Personal information
- Date of birth: 27 August 1976 (age 49)
- Place of birth: Epe, Netherlands
- Height: 1.82 m (6 ft 0 in)
- Position: Centre-forward

Team information
- Current team: Willem II (manager)

Senior career*
- Years: Team / Apps / (Gls)
- 1995–1997: Vitesse / 7 / (0)
- 1996–1997: → Helmond Sport (loan) / 16 / (7)
- 1997–2000: Go Ahead Eagles / 86 / (19)
- 2002–2004: Heracles Almelo / 56 / (13)
- 2004–2005: AGOVV Apeldoorn / 38 / (5)
- 2005–2007: Cambuur Leeuwarden / 43 / (3)
- 2007–2008: WHC Wezep
- 2008–2010: SV Epe

Managerial career
- 2008–2014: Heracles Almelo (assistant)
- 2014–2018: Heracles Almelo
- 2018–2019: Go Ahead Eagles
- 2019–2021: PEC Zwolle
- 2022–2025: Antwerp (assistant)
- 2025–: Willem II

= John Stegeman =

Dutch footballer and manager (born 1976)

John Stegeman (born 27 August 1976) is a Dutch professional football manager and former footballer who is the manager of club Willem II.

==Playing career==
During his footballing career, Stegeman played as a centre-forward in the Dutch Eerste Divisie, except for his debut season with Vitesse, which was in the Eredivisie. He made his debut for Vitesse on 30 March 1996 in an away match against Fortuna Sittard. After making six additional appearances during the season, he was loaned to Helmond Sport in the summer of 1996. After being released by Vitesse a year later, he played for Go Ahead Eagles, Heracles Almelo, AGOVV Apeldoorn and Cambuur Leeuwarden. In the summer of 2007, he retired from professional football.

==Managerial career==
Stegeman joined the technical staff of Heracles in June 2008. On 31 August 2014 the then head coach of Heracles, Jan de Jonge, was fired. Stegeman was temporarily appointed as head coach together with René Kolmschot. On 17 September 2014 this appointment was made permanent until the end of the season.
At the end of the 2017–18 season Stegemans and Heracles decided to part ways.
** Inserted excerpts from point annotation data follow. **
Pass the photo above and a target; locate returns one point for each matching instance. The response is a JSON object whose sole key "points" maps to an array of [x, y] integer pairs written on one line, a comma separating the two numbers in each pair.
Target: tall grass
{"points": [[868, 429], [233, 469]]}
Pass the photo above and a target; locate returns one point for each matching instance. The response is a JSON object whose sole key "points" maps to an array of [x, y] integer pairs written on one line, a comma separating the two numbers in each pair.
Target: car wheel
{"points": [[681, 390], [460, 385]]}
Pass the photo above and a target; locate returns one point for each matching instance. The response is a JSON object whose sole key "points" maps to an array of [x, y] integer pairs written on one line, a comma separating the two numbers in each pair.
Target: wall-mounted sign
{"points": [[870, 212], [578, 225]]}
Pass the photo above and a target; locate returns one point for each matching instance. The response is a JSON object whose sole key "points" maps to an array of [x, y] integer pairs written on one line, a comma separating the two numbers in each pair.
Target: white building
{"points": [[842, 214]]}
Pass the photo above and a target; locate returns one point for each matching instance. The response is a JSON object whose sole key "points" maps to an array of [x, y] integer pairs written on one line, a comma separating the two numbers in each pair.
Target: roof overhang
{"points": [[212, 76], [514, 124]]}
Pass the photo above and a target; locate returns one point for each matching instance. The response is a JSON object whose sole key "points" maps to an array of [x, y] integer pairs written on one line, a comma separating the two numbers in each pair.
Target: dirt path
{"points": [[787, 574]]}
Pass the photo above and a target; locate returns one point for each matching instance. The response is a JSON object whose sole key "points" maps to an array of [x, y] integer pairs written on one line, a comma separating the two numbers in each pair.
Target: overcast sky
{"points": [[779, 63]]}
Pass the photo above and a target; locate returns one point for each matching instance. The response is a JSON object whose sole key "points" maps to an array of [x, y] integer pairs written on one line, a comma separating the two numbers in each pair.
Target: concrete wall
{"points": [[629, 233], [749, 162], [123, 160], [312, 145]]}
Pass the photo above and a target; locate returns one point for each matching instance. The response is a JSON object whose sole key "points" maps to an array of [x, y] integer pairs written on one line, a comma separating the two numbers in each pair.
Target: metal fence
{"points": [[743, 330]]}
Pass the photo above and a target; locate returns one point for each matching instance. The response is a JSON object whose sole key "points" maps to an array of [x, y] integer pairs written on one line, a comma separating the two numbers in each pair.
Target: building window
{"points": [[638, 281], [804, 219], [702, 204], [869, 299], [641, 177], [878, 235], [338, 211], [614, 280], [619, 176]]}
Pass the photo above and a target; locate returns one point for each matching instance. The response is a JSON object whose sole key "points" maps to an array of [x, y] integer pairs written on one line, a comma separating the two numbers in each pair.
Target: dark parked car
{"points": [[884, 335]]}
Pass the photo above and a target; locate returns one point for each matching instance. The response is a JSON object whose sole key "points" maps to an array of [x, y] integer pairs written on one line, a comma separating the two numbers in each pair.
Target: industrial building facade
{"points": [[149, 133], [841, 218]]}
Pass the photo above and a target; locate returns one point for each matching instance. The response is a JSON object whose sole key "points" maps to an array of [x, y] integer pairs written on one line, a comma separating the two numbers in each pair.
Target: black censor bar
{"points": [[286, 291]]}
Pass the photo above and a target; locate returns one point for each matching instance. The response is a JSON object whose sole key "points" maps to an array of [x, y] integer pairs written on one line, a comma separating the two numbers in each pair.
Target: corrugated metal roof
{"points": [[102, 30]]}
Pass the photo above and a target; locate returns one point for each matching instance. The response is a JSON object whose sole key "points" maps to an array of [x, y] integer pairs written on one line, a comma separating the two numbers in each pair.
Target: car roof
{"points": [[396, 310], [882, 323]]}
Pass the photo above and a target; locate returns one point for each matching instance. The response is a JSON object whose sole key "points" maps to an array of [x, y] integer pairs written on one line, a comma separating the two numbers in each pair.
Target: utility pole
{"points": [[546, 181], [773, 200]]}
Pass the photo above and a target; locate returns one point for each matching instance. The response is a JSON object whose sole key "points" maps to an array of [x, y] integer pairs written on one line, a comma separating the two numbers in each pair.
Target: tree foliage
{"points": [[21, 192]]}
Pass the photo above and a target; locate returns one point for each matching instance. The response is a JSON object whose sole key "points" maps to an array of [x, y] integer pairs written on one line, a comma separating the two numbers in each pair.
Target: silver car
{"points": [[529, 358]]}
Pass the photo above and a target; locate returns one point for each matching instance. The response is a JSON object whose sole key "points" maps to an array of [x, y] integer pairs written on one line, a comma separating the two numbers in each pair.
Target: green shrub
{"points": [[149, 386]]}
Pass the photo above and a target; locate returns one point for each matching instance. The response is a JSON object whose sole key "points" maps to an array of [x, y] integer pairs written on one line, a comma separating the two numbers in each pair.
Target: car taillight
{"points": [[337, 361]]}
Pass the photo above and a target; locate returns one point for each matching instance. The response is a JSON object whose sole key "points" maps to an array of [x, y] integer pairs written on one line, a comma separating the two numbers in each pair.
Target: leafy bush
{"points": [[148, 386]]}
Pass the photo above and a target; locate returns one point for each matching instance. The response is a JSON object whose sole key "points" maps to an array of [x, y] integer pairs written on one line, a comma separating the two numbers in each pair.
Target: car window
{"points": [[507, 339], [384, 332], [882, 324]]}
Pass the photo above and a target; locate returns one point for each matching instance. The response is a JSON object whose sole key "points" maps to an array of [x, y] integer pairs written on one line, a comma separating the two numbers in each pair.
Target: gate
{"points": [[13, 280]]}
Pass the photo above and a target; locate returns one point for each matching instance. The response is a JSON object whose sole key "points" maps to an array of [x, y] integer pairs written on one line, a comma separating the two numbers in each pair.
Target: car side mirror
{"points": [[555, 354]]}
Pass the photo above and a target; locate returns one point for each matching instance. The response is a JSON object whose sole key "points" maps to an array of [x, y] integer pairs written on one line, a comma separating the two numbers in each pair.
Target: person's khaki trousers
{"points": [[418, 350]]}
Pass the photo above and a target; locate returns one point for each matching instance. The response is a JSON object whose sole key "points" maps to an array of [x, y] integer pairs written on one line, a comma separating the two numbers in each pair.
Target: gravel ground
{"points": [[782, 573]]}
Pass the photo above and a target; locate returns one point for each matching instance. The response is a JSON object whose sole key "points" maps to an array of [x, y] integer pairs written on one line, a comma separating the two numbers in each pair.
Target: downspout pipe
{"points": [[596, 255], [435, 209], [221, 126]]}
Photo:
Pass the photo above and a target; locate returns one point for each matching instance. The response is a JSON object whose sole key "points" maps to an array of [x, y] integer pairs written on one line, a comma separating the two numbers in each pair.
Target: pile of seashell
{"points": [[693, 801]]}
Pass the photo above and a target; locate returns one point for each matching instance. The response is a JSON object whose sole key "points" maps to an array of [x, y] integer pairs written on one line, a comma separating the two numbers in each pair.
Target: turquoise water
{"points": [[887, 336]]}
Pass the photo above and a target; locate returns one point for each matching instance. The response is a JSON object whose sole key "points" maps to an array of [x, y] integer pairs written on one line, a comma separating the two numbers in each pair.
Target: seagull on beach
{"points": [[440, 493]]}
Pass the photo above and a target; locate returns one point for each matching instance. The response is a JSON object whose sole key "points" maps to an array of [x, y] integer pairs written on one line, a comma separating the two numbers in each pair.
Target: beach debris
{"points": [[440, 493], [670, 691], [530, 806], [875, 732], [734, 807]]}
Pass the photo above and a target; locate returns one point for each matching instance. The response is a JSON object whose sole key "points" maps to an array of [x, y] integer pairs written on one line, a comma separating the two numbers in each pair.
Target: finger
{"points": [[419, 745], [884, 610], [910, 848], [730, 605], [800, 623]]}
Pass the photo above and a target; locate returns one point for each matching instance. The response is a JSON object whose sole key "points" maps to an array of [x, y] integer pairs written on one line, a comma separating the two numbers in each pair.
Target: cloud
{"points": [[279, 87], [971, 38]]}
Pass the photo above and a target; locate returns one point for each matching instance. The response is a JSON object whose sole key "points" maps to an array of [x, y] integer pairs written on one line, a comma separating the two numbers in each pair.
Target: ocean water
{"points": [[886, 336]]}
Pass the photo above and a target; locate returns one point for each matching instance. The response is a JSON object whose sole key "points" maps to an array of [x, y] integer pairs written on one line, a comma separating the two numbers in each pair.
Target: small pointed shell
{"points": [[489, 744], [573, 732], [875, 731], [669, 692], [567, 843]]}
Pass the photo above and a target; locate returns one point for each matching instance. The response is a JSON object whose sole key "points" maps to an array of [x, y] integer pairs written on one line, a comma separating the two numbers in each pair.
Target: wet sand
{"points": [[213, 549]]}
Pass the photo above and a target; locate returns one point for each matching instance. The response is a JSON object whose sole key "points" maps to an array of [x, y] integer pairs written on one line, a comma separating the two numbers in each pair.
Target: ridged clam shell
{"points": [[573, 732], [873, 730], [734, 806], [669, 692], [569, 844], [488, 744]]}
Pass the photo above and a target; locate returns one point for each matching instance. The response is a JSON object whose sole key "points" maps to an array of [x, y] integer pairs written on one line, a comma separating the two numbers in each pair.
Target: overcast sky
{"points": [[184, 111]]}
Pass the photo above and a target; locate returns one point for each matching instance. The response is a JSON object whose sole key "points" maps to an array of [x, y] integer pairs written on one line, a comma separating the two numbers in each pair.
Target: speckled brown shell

Stegemans became the head coach of Go Ahead Eagles at the start of the 2018-19 season.

On 29 May, after just missing promotion to the Eredivisie, Stegeman announced he was leaving Go Ahead Eagles to join their rivals PEC Zwolle. After disappointing results, including a 3–2 defeat against relegation candidate FC Emmen, Stegeman was dismissed by the club management on 20 February 2021.

Before the 2025–26 season, Stegeman signed a two-season contract with Willem II.

==Personal life==
On 5 September 2019, Stegeman was involved in a solo traffic accident with his blood alcohol content three times the legal limit.